Ontario WSIB More Aggressive on Return-to-Work Issues
By Greg McGinnis
Once upon a time, if an employer was outside the NEER window and was finding it difficult to reintegrate a worker who had a workplace injury, it was relatively straightforward to arrange to have the worker go into the WSIB’s “Labour Market Re-entry” program. For the employer, this often effectively solved the problem of trying to “accommodate” the worker’s restrictions, usually at little or no cost to the employer. However, LMR was an enormously expensive program for the WSIB.
The WSIB is now in serious financial difficulty. The 2009 Report of the Auditor General of Ontario makes for some difficult reading:
The WSIB’s funding ratio represents the percentage of assets it has available to meet its financial obligations. As of December 31, 2008, its funding ratio was 53.5%—significantly lower than any of the four large provincial boards with which we compared Ontario (British Columbia, Alberta, Manitoba, and Quebec), which averaged 102%. In each of these four provinces, legislative and policy differences are key factors that contribute to their higher funding ratios. A Board’s funding ratio is largely determined by the size of its unfunded liability, which is the amount by which the Board’s financial obligations exceed its assets. As of December 31, 2008, the WSIB’s unfunded liability was $11.5 billion—an increase of $3.4 billion from December 31, 2007. One factor that had a significant negative impact on the unfunded liability in 2008 was the global economic downturn. However, there are also a number of other systemic issues that have affected the size of the unfunded liability.
The WSIB advised us that its 2008–12 strategic plan,The Road to Zero, contains a number of initiatives that target and support the financial sustainability of the system. … However, despite these initiatives, the WSIB advised us that, because of the significant financial losses resulting from the global financial market downturn, its target of full funding by 2014, which was originally established in 1984, will not be achieved. The WSIB has not set a new target date. On the basis of February 2009 projected estimates, the unfunded liability may not be eliminated until 2022—eight years past the 2014 date targeted by the WSIB and successive governments since 1984.
So … perhaps tightening belts make for more aggressive measures. An obvious area for reducing cost would be ensuring that workers remain at the “accident employer” rather than on the WSIB’s benefit rolls, especially in circumstances where the WSIB cannot recover any of the outlay.
What employers are seeing on the ground is an assertion from the WSIB that they have human rights obligations toward injured workers (which is of course true), and demanding written explanations for why employers are unable to find suitable work.
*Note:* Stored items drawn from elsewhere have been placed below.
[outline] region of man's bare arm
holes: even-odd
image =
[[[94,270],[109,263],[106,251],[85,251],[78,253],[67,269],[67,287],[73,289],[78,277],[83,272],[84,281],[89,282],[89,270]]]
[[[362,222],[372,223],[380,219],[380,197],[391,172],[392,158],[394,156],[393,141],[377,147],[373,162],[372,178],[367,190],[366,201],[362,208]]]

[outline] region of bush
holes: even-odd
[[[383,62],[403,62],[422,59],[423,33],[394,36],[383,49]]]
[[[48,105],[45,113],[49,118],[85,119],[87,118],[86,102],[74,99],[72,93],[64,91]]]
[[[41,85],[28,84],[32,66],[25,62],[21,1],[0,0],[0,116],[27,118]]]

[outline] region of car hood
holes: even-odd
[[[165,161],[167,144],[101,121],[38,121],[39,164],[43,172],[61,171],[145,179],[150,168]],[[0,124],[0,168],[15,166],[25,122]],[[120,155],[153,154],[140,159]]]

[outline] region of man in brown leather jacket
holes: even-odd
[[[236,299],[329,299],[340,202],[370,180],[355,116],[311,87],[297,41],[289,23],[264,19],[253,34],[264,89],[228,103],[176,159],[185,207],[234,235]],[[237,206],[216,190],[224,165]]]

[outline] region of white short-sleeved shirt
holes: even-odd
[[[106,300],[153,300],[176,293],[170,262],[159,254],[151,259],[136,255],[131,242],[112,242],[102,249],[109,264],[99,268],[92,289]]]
For technical reasons, outside the two-year re-employment window it is arguable that the WSIB has no jurisdiction to deal with “accommodation” issues, but adjudicators are hinting that a “non-cooperation” penalty might result from a refusal to accommodate.
Employers are also seeing the WSIB cobble together jobs that they will say are suitable and available, and it is then up to the employer to explain why that isn’t the case.
The bottom line is that we can expect to see the WSIB taking a much more pronounced interest, and taking a much heavier hand with employers, in returning employees to work rather than putting them through a retraining program.